“Carefully orchestrated sham transaction”
Bloomberg reported that the bankruptcy judge in the Fundamental Long Term Care Holdings, Inc. bankruptcy stated that Fundamental Long Term Care Holdings LLC’s owners engaged in a “carefully orchestrated sham transaction” by selling a Trans Healthcare Inc. unit in 2006 to Barry Sacks. Murray Forman and Leonard Grunstein (who pled guilty to perjury recently) were the owners of a multistate chain of nursing homes who committed fraud by transferring liabilities to a shell company that later lost more than $2 billion in jury verdicts to families who claimed relatives died of neglect due to short-staffing caused by corporate decisions on budget and expenditures. The transfer “bears all the hallmarks of fraud,” Judge Williamson said at the hearing. The other unit, Trans Health Management Inc., or THMI, was “stripped of all its assets,” he said. FLTCH and its affiliates have “successor liability” for judgments against THMI, he said in the tentative ruling.
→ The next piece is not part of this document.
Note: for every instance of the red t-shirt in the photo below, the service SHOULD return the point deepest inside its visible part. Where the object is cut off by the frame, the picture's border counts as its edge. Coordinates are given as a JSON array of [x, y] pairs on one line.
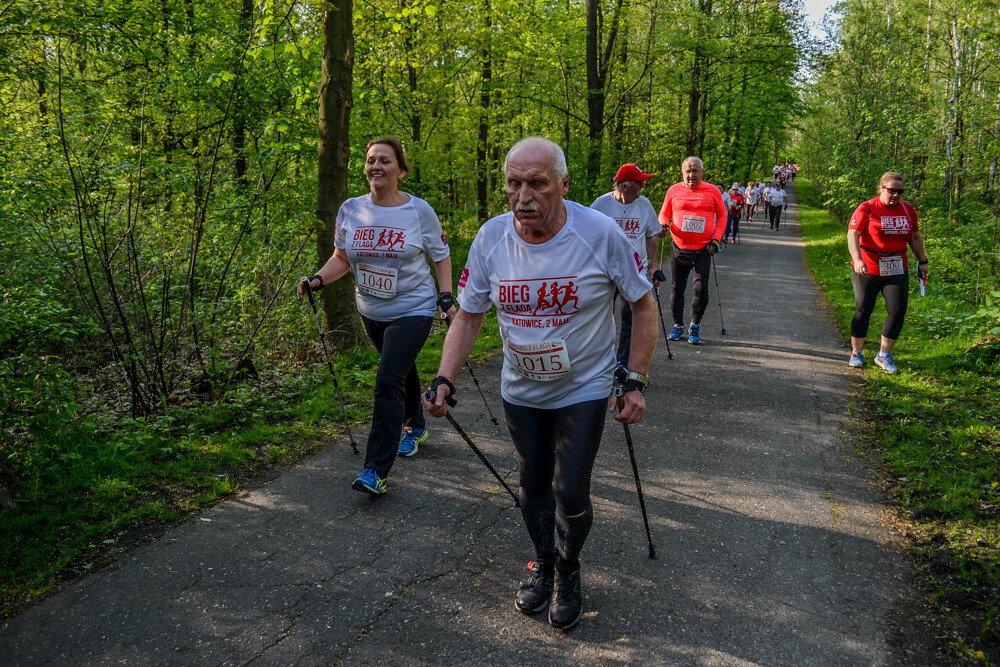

Fundamental, or FLTCH, a Sparks, Maryland-based company, kept the unencumbered assets of Trans Healthcare, while the other unit was saddled with the liabilities, including judgments in Florida that have never been paid over the deaths of four residents, according to a complaint by the residents’ families and the bankruptcy trustee for the company left holding the debts.
Williamson today ordered FLTCH’s owners to mediation with the plaintiffs. Lawyers for both sides said the mediation would probably happen next month. Williamson said he wouldn’t issue final findings until after mediation. The individual lawsuits remain stalled until Williamson reaches a final decision or they’re resolved in mediation, he said.
“This means that the FLTCH group is going to be held responsible ultimately for all the liabilities of THMI,” Steve Berman, a plaintiffs’ lawyer, said after the hearing. The plaintiffs claimed that attempting to separate liabilities from assets is a common practice in the U.S. nursing home industry, in an attempt to insulate owners from possible judgments.
In the 2006 sale, FLTCH acquired all the stock of two Trans Healthcare entities, THI of Baltimore and THI of Nevada, keeping assets such as real estate and more than 100 nursing homes nationwide. In a separate, linked transaction, THI sold all of its stock in THMI to Fundamental Long Term Care Inc., whose sole owner was retired graphic artist Barry Saacks, who at the time of the sale was living in a basement, Williamson said, quoting from an e-mail introduced in the trial. Saacks said in sworn testimony for the lawsuit that he didn’t know he owned the company and didn’t put up any money for it. See additional article at Chicago Tribune.
The case is In re Fundamental Long Term Care Inc., 11-bk-22258, 13-ap-00893, U.S. Bankruptcy Court, Middle District of Florida (Tampa).